10.2. GES Event Intelligence or the Client (the Terminating Party) shall be entitled to give written notice to the other to terminate these Conditions(or any Event Schedule entered into under these Conditions) upon the happening of any of the following events:
10.2.1. If the other commits any material breach of its obligations under these Conditions which breach is incapable of being remedied or (if capable of remedy) which breach shall not have been remedied within the 30 days of the Terminating Party giving notice to the other party in writing specifying the breach, requiring its remedy and stating the Terminating Party’s intention to terminate in the event of non-compliance;
10.2.2. If the other enters into liquidation whether compulsorily or voluntarily (otherwise than for the purpose of amalgamation or reconstruction where the merging company assumes the obligations of the party entering into liquidation) or compounds with its creditors or has an administrator, administrative receiver or receiver appointed over all or any part of its assets or undertaking or takes or suffers any similar action in consequence of debt.
10.3 The termination of these Conditions shall save as expressly otherwise provided be without prejudice to any rights of either party which have accrued prior to the date of termination of these Conditions.
Neither party shall be liable for any delay in performing or in failure to perform its obligations under these Conditions due to any cause outside its reasonable control. Such delay or failure will not constitute a breach of these Conditions and the time performance of the effected obligations will be extended by such period as is reasonable. Upon the occurrence of a cancellation or postponement of an Event arising out of these Conditions, Section 8.1.1 or Section 8.1.2 will apply.

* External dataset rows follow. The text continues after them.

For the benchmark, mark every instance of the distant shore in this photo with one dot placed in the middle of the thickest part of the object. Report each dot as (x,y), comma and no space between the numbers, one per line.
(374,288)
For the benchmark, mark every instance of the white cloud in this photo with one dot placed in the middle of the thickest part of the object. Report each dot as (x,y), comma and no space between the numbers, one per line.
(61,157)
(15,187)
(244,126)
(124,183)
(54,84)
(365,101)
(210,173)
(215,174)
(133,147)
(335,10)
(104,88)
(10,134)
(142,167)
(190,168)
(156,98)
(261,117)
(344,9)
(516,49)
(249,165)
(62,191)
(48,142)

The Client’s failure to meet payment obligations under clause 3 is not an event of force majeure.
12.1. The Event Schedule to these Conditions shall be incorporated in and form part of these Conditions.
These Conditions shall be capable of being varied only by a written agreement signed by a Director or other authorised representative of each party.

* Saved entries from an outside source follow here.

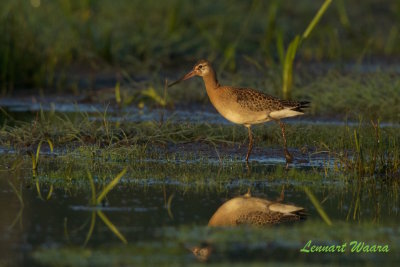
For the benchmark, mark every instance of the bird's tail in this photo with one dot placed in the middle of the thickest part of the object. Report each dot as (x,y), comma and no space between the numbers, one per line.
(301,105)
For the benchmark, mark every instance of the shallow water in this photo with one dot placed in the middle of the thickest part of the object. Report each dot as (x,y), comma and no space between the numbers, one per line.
(50,228)
(27,108)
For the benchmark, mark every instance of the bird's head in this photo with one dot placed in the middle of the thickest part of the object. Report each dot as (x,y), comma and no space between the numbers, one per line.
(201,68)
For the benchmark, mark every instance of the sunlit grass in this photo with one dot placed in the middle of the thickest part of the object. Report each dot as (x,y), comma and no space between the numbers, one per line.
(97,35)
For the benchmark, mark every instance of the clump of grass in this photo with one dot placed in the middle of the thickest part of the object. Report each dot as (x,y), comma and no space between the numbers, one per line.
(287,73)
(97,35)
(96,200)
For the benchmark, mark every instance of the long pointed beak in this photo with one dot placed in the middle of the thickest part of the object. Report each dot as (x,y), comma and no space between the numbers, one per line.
(187,76)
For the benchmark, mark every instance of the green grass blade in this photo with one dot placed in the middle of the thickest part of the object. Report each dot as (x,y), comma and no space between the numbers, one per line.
(288,67)
(35,163)
(318,206)
(169,206)
(111,226)
(111,185)
(90,232)
(38,189)
(50,192)
(316,18)
(117,93)
(93,200)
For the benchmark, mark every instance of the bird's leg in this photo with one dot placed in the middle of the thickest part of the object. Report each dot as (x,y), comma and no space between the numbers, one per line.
(250,143)
(282,196)
(288,157)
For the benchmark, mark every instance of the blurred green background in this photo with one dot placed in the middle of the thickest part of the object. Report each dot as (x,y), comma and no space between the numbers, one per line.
(43,43)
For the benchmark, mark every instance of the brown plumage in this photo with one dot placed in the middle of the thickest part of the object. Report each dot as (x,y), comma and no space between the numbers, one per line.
(245,106)
(255,211)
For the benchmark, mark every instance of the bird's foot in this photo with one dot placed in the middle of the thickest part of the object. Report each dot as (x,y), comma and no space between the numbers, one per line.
(282,195)
(288,157)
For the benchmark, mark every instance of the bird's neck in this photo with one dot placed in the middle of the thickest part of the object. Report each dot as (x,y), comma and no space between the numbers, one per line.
(210,80)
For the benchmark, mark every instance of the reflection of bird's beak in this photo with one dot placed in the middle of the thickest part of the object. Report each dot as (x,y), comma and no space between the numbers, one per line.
(187,76)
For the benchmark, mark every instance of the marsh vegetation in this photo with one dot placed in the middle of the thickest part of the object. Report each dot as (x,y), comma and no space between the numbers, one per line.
(100,164)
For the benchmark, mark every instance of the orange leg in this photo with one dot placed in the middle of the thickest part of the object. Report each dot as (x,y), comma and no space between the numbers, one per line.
(250,144)
(288,157)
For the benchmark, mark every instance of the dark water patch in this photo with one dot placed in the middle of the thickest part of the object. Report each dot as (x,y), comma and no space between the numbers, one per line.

If any part of these Conditions is found by a Court to be invalid, unlawful or unenforceable then such part will be severed from the remainder of these Conditions which will continue to be valid and enforceable as permitted by law.
No failure by either party to exercise any right or remedy or any delay in such exercise shall operate as a waiver, nor shall any single or partial exercise of any right or remedy preclude any further exercise of it or the exercise of any other right or remedy.
Any notice to be given by either party to the other shall be in writing and delivered personally or sent by pre-paid recorded delivery or registered post to the other at the other’s registered office for the time being or by facsimile transmission and shall be deemed to be received if delivered personally at the time of receipt or if sent by post at the expiration of 72 hours after being posted correctly addressed or if by facsimile 24 hours after dispatch to the correct facsimile number.
These Conditions shall be governed by and construed in accordance with the laws of England.